Whether there are 613 laws to keep or just two, who tend to view morality as a competition in which we compare ourselves to others.


In a previous blog post, I observed that Scripture reveals a progression from law to relationship to faith. In Habakkuk, the prophet said, “The righteous will live by his faith.” (Hab. 2:4) This statement in Habakkuk is the second half of a verse that contrasts “the proud one” whose soul “is not upright to the righteous one who lives by faith. The implication is that the righteousness is linked to faith and is contrasted to pride.

We see this theme continued in the New Testament:

“The righteous shall live by faith.” (Romans 1:17)


“Now it is evident that no one is justified before God by the law, for ‘The righteous shall live by faith.’” (Galatians 3:11)


“[M]y righteous one shall live by faith” (Hebrews 10:37)

And the reason that salvation is by faith (in the grace of God) is so that no one can boast.

“For it is by grace you have been saved through faith, and this not from yourselves; it is the gift of God, not by works, so that no one can boast.” (Eph. 2:9)

When Jesus summarized all the law and prophets in just two statements (love God and love your neighbor) he whisked us past the academic details of the law to the simple heart and spirit of the law. (Luke 10:25-27) If we think this simplification of the law makes it any easier on us, however, we should think again. At the same time Jesus simplified the expression of the law, Jesus upped the ante on us when he said that, if we even lust in our hearts, we have committed adultery. If we have even gotten angry in our hearts at our brother, we may have committed the sin of murder. (See Mathew 5:21-48)

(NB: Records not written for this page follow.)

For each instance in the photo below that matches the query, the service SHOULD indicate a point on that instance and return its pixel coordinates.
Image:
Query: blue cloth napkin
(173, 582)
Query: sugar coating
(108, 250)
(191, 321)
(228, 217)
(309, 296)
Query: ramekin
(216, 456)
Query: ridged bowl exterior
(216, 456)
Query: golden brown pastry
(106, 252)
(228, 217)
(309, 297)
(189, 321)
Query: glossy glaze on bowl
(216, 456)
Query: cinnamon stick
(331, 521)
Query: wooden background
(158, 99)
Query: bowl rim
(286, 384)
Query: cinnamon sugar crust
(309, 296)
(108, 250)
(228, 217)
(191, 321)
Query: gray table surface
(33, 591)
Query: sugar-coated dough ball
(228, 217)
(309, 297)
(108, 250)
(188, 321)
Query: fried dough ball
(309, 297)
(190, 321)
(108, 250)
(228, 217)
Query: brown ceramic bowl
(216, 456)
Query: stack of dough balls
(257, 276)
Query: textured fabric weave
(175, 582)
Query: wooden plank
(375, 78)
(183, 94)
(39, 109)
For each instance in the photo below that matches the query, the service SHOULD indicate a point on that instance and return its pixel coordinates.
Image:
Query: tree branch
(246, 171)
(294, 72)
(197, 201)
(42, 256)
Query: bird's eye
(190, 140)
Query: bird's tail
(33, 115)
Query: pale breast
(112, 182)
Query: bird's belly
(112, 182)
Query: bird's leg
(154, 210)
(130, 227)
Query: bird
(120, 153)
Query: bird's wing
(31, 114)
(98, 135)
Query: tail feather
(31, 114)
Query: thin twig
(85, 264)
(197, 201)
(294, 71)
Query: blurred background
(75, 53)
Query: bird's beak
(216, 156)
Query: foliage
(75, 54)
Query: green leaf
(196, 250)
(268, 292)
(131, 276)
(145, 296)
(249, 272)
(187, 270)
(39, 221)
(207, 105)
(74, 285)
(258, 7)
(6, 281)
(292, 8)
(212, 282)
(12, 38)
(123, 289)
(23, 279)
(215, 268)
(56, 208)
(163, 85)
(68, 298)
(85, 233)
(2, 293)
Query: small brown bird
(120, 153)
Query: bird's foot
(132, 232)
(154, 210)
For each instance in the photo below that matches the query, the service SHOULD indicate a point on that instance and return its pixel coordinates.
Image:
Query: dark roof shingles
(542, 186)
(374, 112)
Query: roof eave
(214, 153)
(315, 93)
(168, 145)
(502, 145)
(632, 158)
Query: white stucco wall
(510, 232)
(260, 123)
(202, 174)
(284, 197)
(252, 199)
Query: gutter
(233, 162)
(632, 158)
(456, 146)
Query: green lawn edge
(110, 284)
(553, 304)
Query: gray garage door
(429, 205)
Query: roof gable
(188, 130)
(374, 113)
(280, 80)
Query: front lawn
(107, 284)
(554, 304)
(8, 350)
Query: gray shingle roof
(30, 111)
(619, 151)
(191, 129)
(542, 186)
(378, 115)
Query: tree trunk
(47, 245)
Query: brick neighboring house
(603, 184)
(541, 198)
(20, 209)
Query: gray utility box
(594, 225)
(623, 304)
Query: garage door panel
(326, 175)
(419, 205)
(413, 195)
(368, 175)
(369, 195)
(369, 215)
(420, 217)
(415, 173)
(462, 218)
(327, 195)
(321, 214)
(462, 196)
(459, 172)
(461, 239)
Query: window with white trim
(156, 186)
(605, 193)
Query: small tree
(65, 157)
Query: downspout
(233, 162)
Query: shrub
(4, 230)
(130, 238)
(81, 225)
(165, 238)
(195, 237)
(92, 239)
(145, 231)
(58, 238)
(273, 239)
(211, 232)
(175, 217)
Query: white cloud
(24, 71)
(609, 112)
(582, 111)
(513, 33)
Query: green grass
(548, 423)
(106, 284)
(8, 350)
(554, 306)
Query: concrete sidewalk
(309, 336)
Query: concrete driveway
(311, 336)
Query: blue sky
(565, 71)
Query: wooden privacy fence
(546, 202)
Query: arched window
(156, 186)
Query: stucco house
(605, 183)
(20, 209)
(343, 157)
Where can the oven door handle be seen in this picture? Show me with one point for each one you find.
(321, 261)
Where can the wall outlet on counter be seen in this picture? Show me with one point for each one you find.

Jesus made the law simpler and more difficult to follow at the same time!

Maybe this is because our ability to follow the law (to maintain God’s standard of morality) isn’t the key point. In fact, the point is our inability, in ourselves, to live up to God’s standard! Until we realize that we can’t measure up, we don’t measure up, we are depending on ourselves and our own efforts to “be right with God”. But we never can. Whether it’s 613 laws or just two principles, we fall short.

Our focus shouldn’t be on the laws and other people. On this horizontal level, we compare ourselves to others, and we judge ourselves and others in comparison. This is where pride and self-righteousness dwell, and the focus is, ultimately, on ourselves. Rather our focus should be vertical, on God and our relationship to him.